Can the Pelicans really afford to trade Williamson?

It’s hard to imagine the Pels getting rid of their prized forward. He brings too many butts in the seats, and that translates to a variety of good things for the team and the franchise. Then again, how much of a difference would it be if they can leverage that type of value into a haul of players and/or picks, which would then help make the team better, and eventually generate more ticket sales? 

Let’s not forget that the Pels have quietly built a playoff squad outside of Zion, and that they actually made the playoffs last year as a play-in team and can very well do it again in the next week. Brandon Ingram, CJ McCollum, Jonas Valanciunas, Herbert Jones, Trey Murphy III, and Jose Alvarado are a feisty core with great offensive and defensive identities. Head coach Willie Green is also well-loved by the group, so that’s another plus.

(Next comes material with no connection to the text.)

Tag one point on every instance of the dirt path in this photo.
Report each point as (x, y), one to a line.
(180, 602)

Lastly, now is simply the time if they are indeed open to letting Williamson go. He’s still in his rookie contract and that makes matching salaries easier than usual, meaning options would be quite plenty.

What can the Pelicans get for Williamson?

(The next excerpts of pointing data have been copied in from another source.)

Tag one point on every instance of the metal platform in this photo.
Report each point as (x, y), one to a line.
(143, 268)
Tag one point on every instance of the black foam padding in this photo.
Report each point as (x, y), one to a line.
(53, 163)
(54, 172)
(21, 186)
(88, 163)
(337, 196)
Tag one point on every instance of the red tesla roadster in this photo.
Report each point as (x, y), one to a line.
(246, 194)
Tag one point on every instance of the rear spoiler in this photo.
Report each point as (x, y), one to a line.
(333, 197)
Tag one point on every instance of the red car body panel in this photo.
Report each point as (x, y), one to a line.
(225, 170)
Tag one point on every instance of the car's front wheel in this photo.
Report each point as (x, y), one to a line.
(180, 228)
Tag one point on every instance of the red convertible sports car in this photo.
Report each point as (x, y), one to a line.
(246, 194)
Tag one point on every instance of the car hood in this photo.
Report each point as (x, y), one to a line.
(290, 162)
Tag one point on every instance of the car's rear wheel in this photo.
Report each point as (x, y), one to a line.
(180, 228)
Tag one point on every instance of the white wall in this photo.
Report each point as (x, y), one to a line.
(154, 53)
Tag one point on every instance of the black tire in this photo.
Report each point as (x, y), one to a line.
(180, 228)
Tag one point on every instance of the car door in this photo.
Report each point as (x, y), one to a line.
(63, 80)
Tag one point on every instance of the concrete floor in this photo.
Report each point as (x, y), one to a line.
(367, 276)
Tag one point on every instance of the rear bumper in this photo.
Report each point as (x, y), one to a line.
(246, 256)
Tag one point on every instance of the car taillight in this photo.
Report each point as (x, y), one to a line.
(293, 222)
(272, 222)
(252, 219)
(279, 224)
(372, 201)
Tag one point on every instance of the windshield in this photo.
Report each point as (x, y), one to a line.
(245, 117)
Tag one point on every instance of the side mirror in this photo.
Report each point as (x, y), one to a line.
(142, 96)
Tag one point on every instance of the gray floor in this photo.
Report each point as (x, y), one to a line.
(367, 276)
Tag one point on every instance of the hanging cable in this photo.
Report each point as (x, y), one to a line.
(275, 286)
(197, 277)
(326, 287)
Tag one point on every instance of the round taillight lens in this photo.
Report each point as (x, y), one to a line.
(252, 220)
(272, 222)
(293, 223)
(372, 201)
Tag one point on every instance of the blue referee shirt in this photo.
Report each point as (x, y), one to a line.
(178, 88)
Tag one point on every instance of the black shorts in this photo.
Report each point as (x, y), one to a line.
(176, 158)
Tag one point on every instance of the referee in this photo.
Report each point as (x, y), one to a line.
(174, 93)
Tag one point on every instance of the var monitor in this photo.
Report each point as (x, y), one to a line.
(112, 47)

Pels GM David Griffin has been up-and-down in his run with the franchise, but we can’t argue that he has pulled off some good trades and pick-ups. That alone should at least gain him some trust. He traded down in 2021 but still got a stud in Murphy III, who has been constantly improving as ‘3 and D’ weapon. Don’t forget that they still have a couple of first-round picks from the Anthony Davis trade with the Los Angeles Lakers in 2019.

If they play it right, Griffin and the entire front office can definitely acquire more picks and/or an established talent in place of Zion. There will be teams who would salivate for that trade, especially among the second-tier contenders who are hoping to get to the next level.